Designing Pools and Beautiful Outdoor Spaces: A Pool Blog

Stoned To Depth: Three Natural Stones Suitable For Your Inground Pool Deck

A well-built pool deck can provide a real air of class and luxury to even the most modest of inground pools, and they are made from a wide variety of materials ranging from rich hardwoods to durable plastic polymers. For a really distinctive and sophisticated deck, however, its hard to beat the monolithic splendour of natural stone. 

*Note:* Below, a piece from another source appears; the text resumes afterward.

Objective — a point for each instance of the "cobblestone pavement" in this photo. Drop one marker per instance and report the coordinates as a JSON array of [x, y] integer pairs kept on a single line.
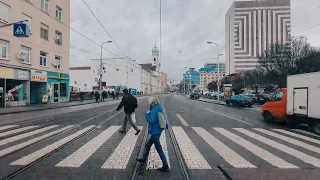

However, not just any old rock will do for deck building. Choosing a good natural stone deck means choosing the right stone to make it from, and an ideal stone for deck making should be durable, weather-resistant and perhaps most importantly, non-slip. Luckily, there are a wide array of natural stones that are thoroughly suited to these purposes.


A rigid metamorphic stone, state comes in a variety of colours and shades, and is non-reactive when coming into contact with either pool cleaning compounds or the salt in saltwater pools. It is also very durable, and does not wear out easily under even intense foot traffic. Slate is also relatively easy to install, especially when using large slate tiles or flagstones.

However, slate is not a low maintenance material, and will require frequently cleaning to remove deposits of dirt and grime that build up in the rough, textured surface of a slate deck. Sanding your tiles smooth to prevent this problem is inadvisable, as smooth slate becomes abominably slippery when wet. Slate is also prone to scratching, particularly in darker shades, and while the stone is tough it is also somewhat brittle and may crack under heavy impacts.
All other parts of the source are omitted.